To my Emerson family,
I came to Emerson College in 2012 in the role of an associate vice president in the Office of the Arts. I had no teaching responsibilities but I’ve always loved it, so I asked to teach a course in performing arts. The following year I was graciously allowed to create a course that I still teach, Burning Down the House: Disruptive Narratives in Theater and Life. At the time I went by a different name and a different gender marker. Openly queer and in a relationship with a woman I am lucky to still call my partner in life and my spouse in law, I began to get to know the LGBTQ+ students at Emerson.
In those early days of Burning Down the House, our final class was held at my home where my wife Lynette cooked baked mostaccioli and meatballs and served her famous fennel and orange salad.
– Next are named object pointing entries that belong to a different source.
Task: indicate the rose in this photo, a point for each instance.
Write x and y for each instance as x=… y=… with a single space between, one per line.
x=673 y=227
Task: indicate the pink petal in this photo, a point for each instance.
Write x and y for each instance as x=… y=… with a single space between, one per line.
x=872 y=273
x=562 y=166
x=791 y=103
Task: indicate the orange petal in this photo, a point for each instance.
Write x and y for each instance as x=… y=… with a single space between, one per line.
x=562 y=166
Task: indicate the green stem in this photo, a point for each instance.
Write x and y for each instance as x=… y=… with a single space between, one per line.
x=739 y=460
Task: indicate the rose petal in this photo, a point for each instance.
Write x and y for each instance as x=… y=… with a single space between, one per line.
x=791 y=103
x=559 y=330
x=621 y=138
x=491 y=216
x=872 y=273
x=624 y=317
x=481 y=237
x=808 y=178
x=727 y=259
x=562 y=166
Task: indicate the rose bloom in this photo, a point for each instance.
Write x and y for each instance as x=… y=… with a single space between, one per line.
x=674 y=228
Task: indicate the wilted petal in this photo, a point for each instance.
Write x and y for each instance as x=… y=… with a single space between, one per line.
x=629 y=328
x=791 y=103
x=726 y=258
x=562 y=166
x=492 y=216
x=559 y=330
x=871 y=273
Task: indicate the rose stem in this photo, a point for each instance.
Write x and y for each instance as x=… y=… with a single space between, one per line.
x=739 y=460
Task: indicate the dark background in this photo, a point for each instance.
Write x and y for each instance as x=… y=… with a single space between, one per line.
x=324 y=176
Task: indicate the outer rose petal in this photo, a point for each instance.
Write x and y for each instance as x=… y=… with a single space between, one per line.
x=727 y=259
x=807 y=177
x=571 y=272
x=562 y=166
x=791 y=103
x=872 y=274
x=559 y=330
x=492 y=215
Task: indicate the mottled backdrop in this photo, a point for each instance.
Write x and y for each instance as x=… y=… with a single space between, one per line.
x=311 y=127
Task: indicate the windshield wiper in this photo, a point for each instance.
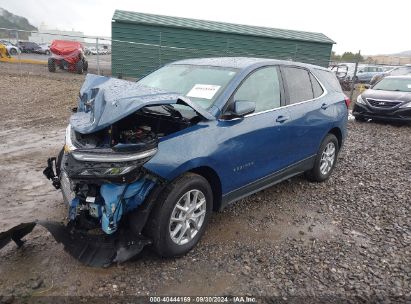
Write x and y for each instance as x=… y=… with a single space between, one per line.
x=170 y=109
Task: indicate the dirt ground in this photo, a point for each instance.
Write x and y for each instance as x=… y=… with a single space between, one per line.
x=347 y=238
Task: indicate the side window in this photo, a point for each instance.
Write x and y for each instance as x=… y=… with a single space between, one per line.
x=327 y=77
x=261 y=87
x=298 y=84
x=317 y=89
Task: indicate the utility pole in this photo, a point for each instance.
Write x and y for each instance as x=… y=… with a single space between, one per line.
x=355 y=75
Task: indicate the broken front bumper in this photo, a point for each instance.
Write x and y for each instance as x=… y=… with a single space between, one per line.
x=92 y=250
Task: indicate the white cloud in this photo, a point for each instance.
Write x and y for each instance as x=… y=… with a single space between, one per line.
x=370 y=26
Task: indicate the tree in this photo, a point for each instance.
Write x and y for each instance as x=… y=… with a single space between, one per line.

At the time, I had—and still have—too many books. I asked every student who came to the house to pick a book from our bookshelves and take it home with them for their own library—with the exception of a few sacred texts, like an early edition of Alan Moore’s “The Watchmen,” which was coveted by many students.
This offering from me to my students was a thank you for their gift to me. Emerson students come to class fully embodied, with so much energy and joy—their spirit has always deepened and brightened my own.
In 2017, I asked if I could move into teaching full-time. Through the incredible generosity of then-President Lee Pelton and then-Provost Michaele Whelan, I was offered a position as a distinguished artist in residence.
By 2017 I was in the middle of a gender transition. It was a terribly awkward moment to transition publicly later in my life. My teaching position gave me the opportunity to be with so many students who were at similar places in their lives, in their understanding of who they had been, who they were, and who they wanted to become. I’ve never felt like the “head of the classroom,” rather a fellow traveler in the journey of becoming ever more alive to the world. A gender transition was something I have shared with many students along the way, but aliveness isn’t signified in a solitary letter—F, M, or T—aliveness is curiosity, going from a state of knowing to not knowing to knowing again and then repeating that until death ceases the possibilities for repetition, change, and love.
I have heard many times from transgender students: “You are the only person I know who is living a life I could imagine for myself.” I have been the only full-time and out transgender faculty at Emerson since 2017. No place of higher education should put a student or a faculty member in that position, though I know it has not been intentional. Each year I write to the Emerson administration and remind them of this fact in the hopes that particular repetition will cease, that students will see their futures in many more bodies and lives than my own. That hope is part of my teaching philosophy as well as my artistic practice.
What has been intentional over these last few weeks is Emerson’s loud silence in declaring its public support for its trans students, staff, and faculty. Transgender people are having their humanity stripped from them—openly, aggressively, and with impunity—while my academic home that supported and celebrated my own transition refuses to speak publicly.
I have been told by several administrators that Emerson doesn’t want to put a “target” on its back. I get that because I actually know what it feels like, as do my transgender students, to have a target on one’s back. I want to be clear: Trans students, staff, and faculty are suffering. We are at risk. We are fearful. For the first time in many years since the early days of my transition, I wake up and hear about a new atrocity being committed deliberately and pointedly to effect the erasure and dehumanization of trans and nonbinary people and I feel like a freak, like an alien in my own life.
I am suggesting there is a lack of understanding on Emerson’s part of what it means to try and survive as a trans person in any context, not just our current one. I have shared my own story of survival in my memoir and a stage play—others have taken similar risks. Transgender people like all people may have a lot or a little in common with one another but none of us miss the turmoil, disappointment, embarrassment, and shame that is inevitable when trying to be seen, to be truly visible in the world for the first time in a gender transition. No human being should have to live a life without having that experience. To deny it is to decide one human life is less valuable than another. When a government decides to openly erase a population and institutions stand by in silence our very humanity is at risk.
To my trans students: I see you. I embrace your beauty and courage. I love you for risking everything to become alive to yourselves, to me, to this college, and to the world. Emerson: I hope you consider finding your own aliveness by letting all of us know you are here for your entire community.
P Carl is a senior distinguished artist in residence in the Performing Arts department at Emerson College.